New Film - Same Fears

Dutch politician Geert Wilders is planning to release a ten minute film that is critical of Islam. Not surprisingly, many are afraid that this will lead to Mulims rioting and acting violently towards the West.

The Dutch director of a previous film critical of Islam was murdered by a Muslim radical on an Amsterdam street in 2004, prompting a backlash that included the torching of several mosques. [...]

Even though it is uncertain the film will ever be broadcast, the government has put cities on alert for possible violence. It has also warned its overseas embassies about a possible reaction similar to the one that erupted across the Muslim world over caricatures of the Prophet Muhammad printed in a Danish newspaper in 2005.

"That a 10-minute film that's never been shown may lead to riots, boycotts and other bad things, says everything about the nature of Islam," said Wilders in an open letter Thursday. "Nothing about me."
I think Wilders is absolutely correct in saying that the very real fears of violence from Muslims over a short film that has yet to be seen is extremely telling about the nature of Islam.

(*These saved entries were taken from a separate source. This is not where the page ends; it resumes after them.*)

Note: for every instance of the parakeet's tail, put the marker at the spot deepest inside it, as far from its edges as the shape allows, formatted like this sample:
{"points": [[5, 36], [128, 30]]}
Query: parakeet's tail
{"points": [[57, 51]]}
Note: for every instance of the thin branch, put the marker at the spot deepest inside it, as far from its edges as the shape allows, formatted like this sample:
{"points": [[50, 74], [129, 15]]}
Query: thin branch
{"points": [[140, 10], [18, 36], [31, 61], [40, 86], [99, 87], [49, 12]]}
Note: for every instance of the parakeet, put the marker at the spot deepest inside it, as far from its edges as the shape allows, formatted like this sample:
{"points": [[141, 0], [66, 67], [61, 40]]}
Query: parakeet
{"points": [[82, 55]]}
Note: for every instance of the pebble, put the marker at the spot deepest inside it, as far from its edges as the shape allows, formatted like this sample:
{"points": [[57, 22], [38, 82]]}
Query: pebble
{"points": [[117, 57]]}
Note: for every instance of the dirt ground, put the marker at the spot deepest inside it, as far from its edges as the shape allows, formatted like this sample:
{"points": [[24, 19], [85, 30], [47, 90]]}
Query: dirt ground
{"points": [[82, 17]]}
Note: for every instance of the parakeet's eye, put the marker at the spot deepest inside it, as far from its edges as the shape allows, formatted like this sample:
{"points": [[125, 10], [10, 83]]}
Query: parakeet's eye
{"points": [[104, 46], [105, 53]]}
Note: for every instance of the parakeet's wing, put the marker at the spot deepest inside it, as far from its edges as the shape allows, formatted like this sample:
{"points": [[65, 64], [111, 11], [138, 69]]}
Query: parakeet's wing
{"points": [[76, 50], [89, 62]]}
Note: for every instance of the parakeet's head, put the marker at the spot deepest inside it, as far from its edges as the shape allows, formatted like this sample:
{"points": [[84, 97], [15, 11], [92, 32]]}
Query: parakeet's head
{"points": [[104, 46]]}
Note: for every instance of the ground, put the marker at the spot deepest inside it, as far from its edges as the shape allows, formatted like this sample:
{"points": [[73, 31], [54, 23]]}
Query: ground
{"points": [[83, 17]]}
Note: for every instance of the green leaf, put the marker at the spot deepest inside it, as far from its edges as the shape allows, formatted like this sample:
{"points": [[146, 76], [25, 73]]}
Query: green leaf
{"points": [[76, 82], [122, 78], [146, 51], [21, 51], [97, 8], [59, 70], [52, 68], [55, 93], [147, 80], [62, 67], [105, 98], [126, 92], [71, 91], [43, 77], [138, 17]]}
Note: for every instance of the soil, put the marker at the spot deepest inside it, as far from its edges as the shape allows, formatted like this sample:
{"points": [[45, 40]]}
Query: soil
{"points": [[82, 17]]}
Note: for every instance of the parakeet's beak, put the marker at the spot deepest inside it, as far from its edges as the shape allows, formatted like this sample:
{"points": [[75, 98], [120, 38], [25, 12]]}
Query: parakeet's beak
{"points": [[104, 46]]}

Violence and Islam are very intertwined in the here-and-now.

There is a silver-tinged lining to this story, though. The title of the piece that I linked to above is "Dutch Muslims Urge Calm Over Quran Film," and the National Moroccan Council in the Netherlands is trying to get Muslims to moderate their reaction to Wilders' film when it is released.

The moderate National Moroccan Council said Thursday it will try to "neutralize the threat" posed by the upcoming film, which Wilders says is still under production.

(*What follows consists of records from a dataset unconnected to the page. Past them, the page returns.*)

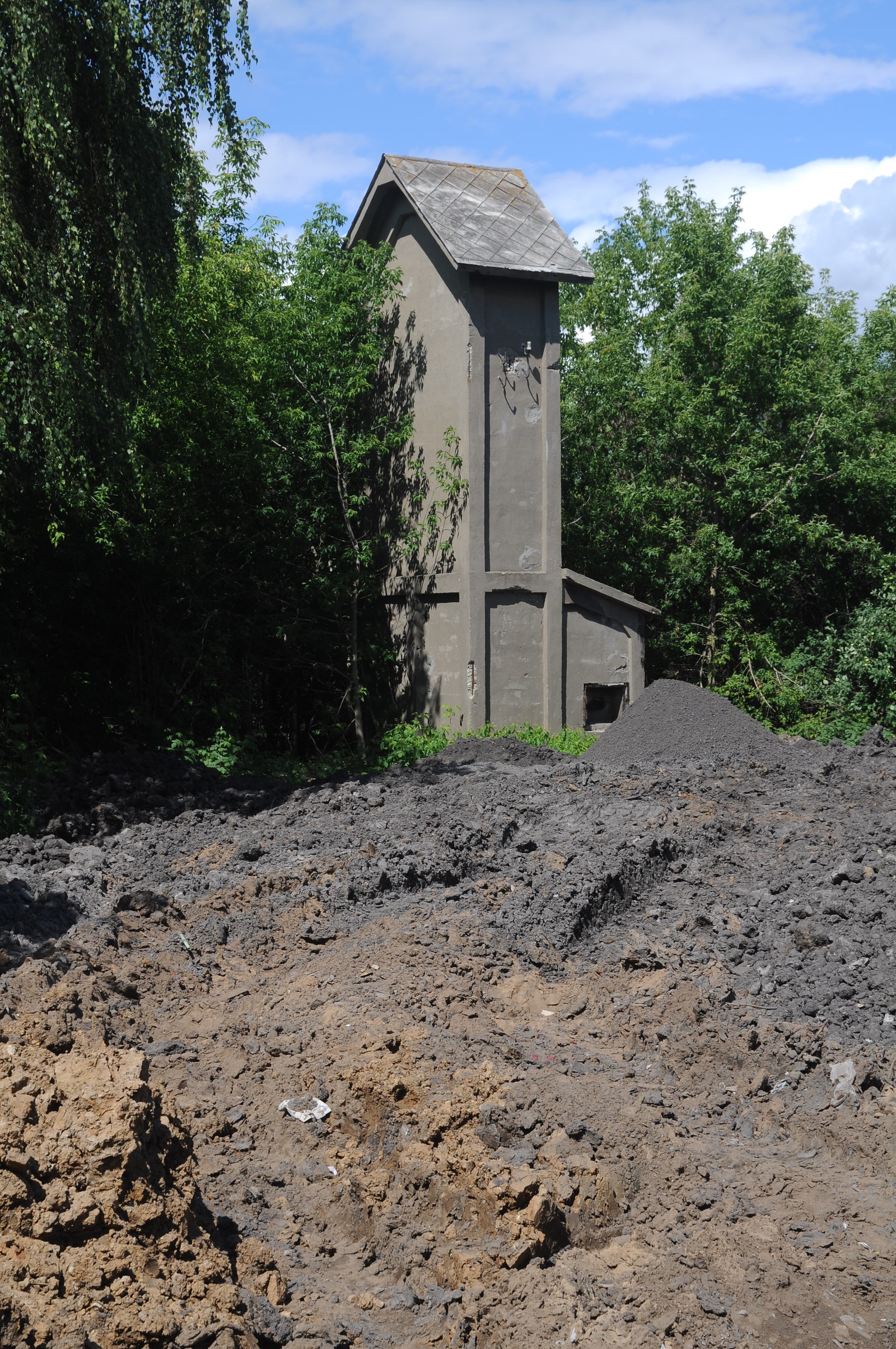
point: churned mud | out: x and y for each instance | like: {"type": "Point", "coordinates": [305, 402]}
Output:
{"type": "Point", "coordinates": [602, 1050]}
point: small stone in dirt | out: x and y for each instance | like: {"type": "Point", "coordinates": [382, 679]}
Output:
{"type": "Point", "coordinates": [712, 1304]}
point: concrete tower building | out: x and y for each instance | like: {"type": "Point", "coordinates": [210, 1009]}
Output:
{"type": "Point", "coordinates": [504, 632]}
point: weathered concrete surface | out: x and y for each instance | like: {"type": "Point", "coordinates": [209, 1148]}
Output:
{"type": "Point", "coordinates": [493, 629]}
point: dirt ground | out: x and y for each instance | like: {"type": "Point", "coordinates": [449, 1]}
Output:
{"type": "Point", "coordinates": [608, 1052]}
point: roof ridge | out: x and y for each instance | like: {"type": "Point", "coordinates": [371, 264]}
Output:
{"type": "Point", "coordinates": [458, 164]}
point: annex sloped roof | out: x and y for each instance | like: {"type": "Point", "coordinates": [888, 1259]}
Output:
{"type": "Point", "coordinates": [488, 219]}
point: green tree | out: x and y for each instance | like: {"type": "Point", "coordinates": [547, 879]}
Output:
{"type": "Point", "coordinates": [728, 436]}
{"type": "Point", "coordinates": [342, 428]}
{"type": "Point", "coordinates": [97, 104]}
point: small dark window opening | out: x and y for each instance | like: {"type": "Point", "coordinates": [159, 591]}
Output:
{"type": "Point", "coordinates": [604, 703]}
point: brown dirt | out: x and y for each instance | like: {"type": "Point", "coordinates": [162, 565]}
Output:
{"type": "Point", "coordinates": [534, 1140]}
{"type": "Point", "coordinates": [644, 1218]}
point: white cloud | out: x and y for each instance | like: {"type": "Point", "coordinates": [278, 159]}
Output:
{"type": "Point", "coordinates": [856, 238]}
{"type": "Point", "coordinates": [594, 55]}
{"type": "Point", "coordinates": [842, 211]}
{"type": "Point", "coordinates": [773, 197]}
{"type": "Point", "coordinates": [304, 170]}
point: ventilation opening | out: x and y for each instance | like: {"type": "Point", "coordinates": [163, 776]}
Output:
{"type": "Point", "coordinates": [602, 705]}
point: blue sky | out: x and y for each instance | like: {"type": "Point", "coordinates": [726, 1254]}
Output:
{"type": "Point", "coordinates": [795, 103]}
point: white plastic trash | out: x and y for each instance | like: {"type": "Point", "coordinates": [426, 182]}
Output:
{"type": "Point", "coordinates": [295, 1108]}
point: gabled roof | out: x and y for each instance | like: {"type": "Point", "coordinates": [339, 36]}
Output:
{"type": "Point", "coordinates": [489, 220]}
{"type": "Point", "coordinates": [608, 591]}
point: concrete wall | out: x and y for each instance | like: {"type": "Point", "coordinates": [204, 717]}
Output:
{"type": "Point", "coordinates": [435, 312]}
{"type": "Point", "coordinates": [486, 633]}
{"type": "Point", "coordinates": [602, 645]}
{"type": "Point", "coordinates": [515, 428]}
{"type": "Point", "coordinates": [515, 637]}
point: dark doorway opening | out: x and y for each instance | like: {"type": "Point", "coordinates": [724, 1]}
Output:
{"type": "Point", "coordinates": [604, 703]}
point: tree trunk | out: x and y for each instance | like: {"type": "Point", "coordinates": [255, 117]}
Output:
{"type": "Point", "coordinates": [355, 676]}
{"type": "Point", "coordinates": [710, 636]}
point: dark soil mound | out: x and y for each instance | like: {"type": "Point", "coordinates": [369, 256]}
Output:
{"type": "Point", "coordinates": [500, 751]}
{"type": "Point", "coordinates": [675, 722]}
{"type": "Point", "coordinates": [104, 792]}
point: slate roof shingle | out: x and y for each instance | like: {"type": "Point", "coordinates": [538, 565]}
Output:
{"type": "Point", "coordinates": [489, 217]}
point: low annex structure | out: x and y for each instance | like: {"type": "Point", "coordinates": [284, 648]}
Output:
{"type": "Point", "coordinates": [500, 632]}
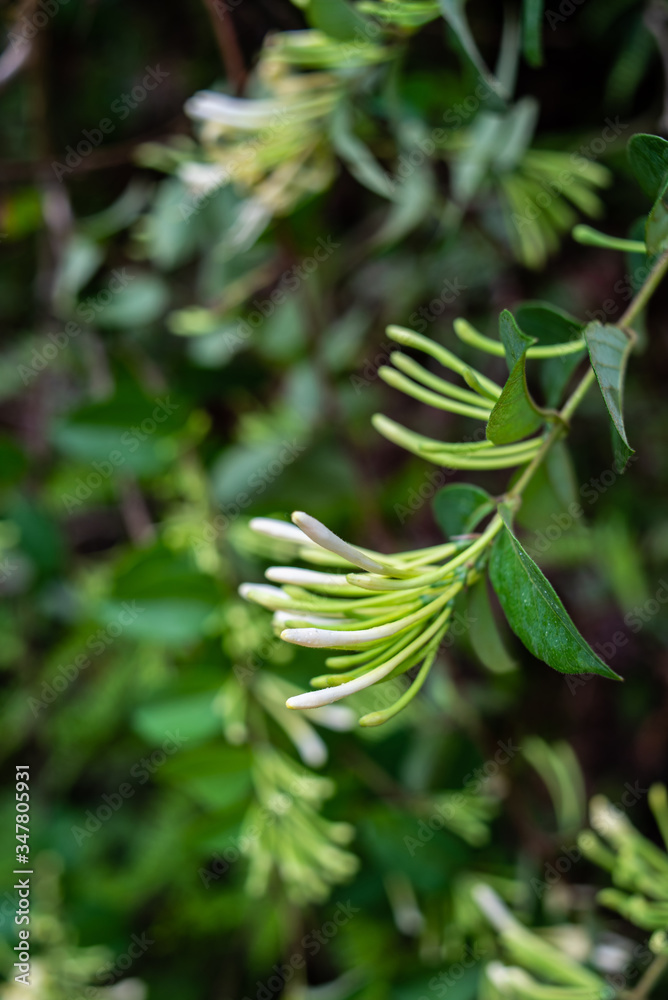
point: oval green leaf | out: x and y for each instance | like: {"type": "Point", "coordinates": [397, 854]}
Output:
{"type": "Point", "coordinates": [535, 612]}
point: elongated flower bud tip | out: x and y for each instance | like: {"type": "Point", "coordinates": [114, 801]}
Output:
{"type": "Point", "coordinates": [282, 530]}
{"type": "Point", "coordinates": [264, 594]}
{"type": "Point", "coordinates": [322, 536]}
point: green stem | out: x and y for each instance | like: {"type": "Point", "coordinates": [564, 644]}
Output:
{"type": "Point", "coordinates": [645, 293]}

"At the moment, practically all Muslim groups ... are working to ensure a peaceful and responsible reaction" to the film, said the group's chairman, Mohamed Rabbae, at a news conference in The Hague. [...]

The group also will call on Dutch Muslims who feel victimized or insulted by the film to file criminal complaints against Wilders for racial or religious vilification.
That last sentence is why I call the National Moroccan Council's reaction a silver-tinged lining. While Mohamed Rabbae is calling for a peaceful response to the film from Muslims, his group is also calling for a litigious response as well, and that doesn't bode well for free expression.

I'd like to know what the Vegas odds would be on Wilders' film being used as an excuse for Muslim riots. My guess is that the odds are better for Muslim violence than for a peaceful Muslim response.